Que peut nous apprendre aujourd’hui l’affaire Digicel ?

Publié le 2017-12-06 | Le Nouvelliste

Idées & Opinions -

Il est actuellement délicat de risquer une évaluation honnête d’une compagnie de téléphonie mobile dont les tentacules financiers assiègent toutes les sphères de la vie sociale. Rappelons, pour les besoins de la cause, que la Digicel intervient entre autres dans l’économique, l’éducatif, l’humanitaire, le culturel (musique, sport, artisanat…).

S’agit-il d’une vraie campagne de réforme de la Digicel dont les premières prestations étaient perçues comme salvatrices au point que celle-ci avait été épargnée par le courroux populaire lors de la période postélectorale de 2006 ? Car, comme l’a appelé de ses vœux la responsable du Service à la clientèle de l’entreprise numéro un du pays, le cœur des consommateurs haïtiens jadis conquis est à prendre de nouveau.

Notre constat, après le visionnement des échanges de la Digicel avec la presse à la télévision, est que la mauvaise performance ou la malperformance de la Digicel ne saura être résorbée et peut donner lieu à des formes partielles et partiales de réponse tant que les plaintes et complaintes, quoique légitimes et nobles, n’auront pas dépassé l’émotionnel.

Le cas de la rencontre du mercredi 28 novembre des responsables de la Digicel avec les représentants de la presse concernant le sort des consommateurs haïtiens est à nos yeux éloquent. A aucun moment on n’a observé ni chez les journalistes ni chez les représentants de la Digicel un état des lieux mobilisant les enquêtes de terrain, travaux de recherche à tout le moins les sondages–cette dernière technique de cueillette de données étant fréquemment sollicitée par les organes de presse – dans la formulation des préoccupations et solutions. Plus d’un pourrait objecter cette assertion pour deux raisons : le caractère contingent de la rencontre puisque cette dernière était surtout destinée à une population de consommateurs lasse de mauvais coups qui attend des réponses pour le moins rassurantes.
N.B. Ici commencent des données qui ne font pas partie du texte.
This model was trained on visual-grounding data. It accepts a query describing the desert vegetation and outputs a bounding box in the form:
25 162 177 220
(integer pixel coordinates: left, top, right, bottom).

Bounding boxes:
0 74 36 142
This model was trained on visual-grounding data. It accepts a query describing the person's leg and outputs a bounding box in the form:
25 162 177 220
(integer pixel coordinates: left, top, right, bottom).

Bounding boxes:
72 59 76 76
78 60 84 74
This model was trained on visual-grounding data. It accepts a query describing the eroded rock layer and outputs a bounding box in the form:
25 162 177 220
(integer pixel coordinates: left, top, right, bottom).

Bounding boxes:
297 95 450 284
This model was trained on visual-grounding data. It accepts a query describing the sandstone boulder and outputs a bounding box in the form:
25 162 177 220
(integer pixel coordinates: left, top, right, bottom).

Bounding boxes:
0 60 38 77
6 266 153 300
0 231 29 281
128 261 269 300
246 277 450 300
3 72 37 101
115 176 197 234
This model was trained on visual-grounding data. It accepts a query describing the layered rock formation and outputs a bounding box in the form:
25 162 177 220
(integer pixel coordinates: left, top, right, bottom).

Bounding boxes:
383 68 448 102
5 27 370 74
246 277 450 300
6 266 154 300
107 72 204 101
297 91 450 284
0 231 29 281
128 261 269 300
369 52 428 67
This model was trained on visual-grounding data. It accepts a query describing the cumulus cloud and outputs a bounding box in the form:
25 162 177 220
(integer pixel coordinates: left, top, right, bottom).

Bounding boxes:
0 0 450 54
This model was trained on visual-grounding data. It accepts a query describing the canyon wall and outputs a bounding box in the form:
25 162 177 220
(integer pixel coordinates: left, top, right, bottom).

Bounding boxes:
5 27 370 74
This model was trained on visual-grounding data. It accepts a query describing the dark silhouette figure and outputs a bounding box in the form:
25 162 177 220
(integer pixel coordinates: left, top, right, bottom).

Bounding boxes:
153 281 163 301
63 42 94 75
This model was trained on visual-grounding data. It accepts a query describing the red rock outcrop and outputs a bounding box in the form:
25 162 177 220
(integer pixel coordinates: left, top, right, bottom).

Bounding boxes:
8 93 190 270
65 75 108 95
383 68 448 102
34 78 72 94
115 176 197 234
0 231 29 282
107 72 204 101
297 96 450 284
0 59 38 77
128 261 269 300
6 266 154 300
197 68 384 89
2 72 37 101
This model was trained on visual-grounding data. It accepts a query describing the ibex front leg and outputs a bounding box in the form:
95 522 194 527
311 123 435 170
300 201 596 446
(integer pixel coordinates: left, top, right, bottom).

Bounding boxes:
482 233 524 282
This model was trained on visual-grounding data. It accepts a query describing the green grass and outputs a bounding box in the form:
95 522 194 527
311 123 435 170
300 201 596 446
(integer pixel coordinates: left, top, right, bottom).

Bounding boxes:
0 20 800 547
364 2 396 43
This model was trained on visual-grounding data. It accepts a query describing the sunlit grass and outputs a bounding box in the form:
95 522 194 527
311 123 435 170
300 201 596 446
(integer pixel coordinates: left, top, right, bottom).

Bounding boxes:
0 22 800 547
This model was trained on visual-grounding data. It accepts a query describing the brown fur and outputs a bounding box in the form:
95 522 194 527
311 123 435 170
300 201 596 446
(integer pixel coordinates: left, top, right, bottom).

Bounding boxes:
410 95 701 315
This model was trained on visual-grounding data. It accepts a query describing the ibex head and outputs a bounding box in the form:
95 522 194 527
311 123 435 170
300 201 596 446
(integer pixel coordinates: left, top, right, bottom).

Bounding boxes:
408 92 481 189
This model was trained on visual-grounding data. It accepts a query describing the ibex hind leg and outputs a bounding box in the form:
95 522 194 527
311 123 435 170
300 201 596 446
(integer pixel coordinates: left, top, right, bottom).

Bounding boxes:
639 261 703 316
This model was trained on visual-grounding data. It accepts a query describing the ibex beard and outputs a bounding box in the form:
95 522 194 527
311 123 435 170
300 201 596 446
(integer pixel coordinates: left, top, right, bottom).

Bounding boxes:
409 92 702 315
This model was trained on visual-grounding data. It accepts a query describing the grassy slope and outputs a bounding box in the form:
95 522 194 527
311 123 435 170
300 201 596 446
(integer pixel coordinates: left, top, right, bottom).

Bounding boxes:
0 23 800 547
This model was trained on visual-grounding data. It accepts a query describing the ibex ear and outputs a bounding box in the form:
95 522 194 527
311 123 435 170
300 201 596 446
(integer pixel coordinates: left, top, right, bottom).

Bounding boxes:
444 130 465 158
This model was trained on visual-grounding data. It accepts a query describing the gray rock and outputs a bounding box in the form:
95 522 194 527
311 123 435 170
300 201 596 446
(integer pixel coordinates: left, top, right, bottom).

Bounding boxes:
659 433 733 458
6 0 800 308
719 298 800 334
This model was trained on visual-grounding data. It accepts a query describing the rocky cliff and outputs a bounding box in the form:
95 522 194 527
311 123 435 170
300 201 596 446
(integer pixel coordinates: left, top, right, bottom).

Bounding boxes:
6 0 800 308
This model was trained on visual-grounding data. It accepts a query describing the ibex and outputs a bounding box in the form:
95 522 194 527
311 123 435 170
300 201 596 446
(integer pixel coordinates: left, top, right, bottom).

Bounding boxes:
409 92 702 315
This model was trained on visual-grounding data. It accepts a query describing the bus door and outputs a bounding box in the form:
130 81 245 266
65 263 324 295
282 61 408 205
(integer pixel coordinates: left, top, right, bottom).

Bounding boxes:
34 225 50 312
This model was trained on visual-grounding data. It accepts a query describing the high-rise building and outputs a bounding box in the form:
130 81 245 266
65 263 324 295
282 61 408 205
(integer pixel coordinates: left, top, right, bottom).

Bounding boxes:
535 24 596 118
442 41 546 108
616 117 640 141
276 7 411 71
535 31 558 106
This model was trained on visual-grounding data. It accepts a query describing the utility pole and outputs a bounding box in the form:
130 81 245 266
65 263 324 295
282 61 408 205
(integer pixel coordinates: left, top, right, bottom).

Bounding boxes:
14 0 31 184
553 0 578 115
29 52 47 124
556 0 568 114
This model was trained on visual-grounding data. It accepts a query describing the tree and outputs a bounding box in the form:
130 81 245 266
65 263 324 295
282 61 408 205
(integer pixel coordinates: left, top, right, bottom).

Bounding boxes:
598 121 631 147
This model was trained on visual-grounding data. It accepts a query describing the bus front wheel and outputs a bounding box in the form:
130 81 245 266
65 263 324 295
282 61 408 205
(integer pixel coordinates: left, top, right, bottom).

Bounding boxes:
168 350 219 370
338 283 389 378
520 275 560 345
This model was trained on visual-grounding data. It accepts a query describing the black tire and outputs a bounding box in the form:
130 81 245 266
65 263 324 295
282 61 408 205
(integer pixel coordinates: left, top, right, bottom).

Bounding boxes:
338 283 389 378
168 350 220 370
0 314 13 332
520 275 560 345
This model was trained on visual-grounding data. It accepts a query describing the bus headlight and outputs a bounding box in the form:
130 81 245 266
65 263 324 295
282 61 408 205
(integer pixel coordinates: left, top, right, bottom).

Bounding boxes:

La seconde raison, subsidiaire à la première, l’heure est aux décisions ponctuelles fort nécessaires, non aux considérations qui risqueraient d’éloigner les bonnes intentions pragmatiques.

En réalité, un souci du bilan objectif de la situation de part et d’autre aura la vertu de faciliter de meilleures pistes de solution car le cas Digicel est problématique –étant donné qu’il s’agit ici d’une conjonction de tensions- c’est-à-dire qu’il n’est pas que consumériste dans le sens où les consommateurs seraient les seuls concernés par la chose Digicel.

Le cas Digicel est aujourd’hui économique parce qu’un dommage majeur en son sein peut se révéler considérablement préjudiciable à la majorité des Haïtiens ; politique en ce que cette dernière peut subrepticement gouverner les consciences collectives (on songe surtout aux appels instantanés de certains candidats vers nos téléphones portables payés par ces derniers sous le couvert d’une certaine modernité dans leurs stratégies de campagne mais qui constituent une atteinte aux libertés publiques) ; culturel par rapport à l’insouciance de l’État quant à la définition de l’identité nationale à travers la planification, l’organisation et la conduite des activités dites culturelles. La Digicel devient ainsi le bon Samaritain vers qui se tourner, l’État étant absent.

Le cas Digicel est enfin écologique parce qu’aucun débat n’est jusqu’à maintenant engagé sur la nature des conséquences biologiques, agricoles ou tectoniques de certains appareils de la première compagnie de téléphonie mobile du pays en raison de leur radioactivité ou la détermination idéale de leur emplacement.

C’est pourquoi de simples exigences qui n’obéissent qu’à des logiques de marché ne peuvent que très partiellement résorber les déficits et réparer les torts commis par une entreprise vis-à-vis de laquelle l’ensemble des institutions haïtiennes (politique, culturelle ou économique) ne font pas le poids tant est totale son envergure sur le territoire national. Au risque de faire de cette initiative une comédie, profitons-en pour poser enfin le problème des télécommunications dans un pays où la technologie atrophie les bénéficiaires au lieu de les rendre maitres de leur destin.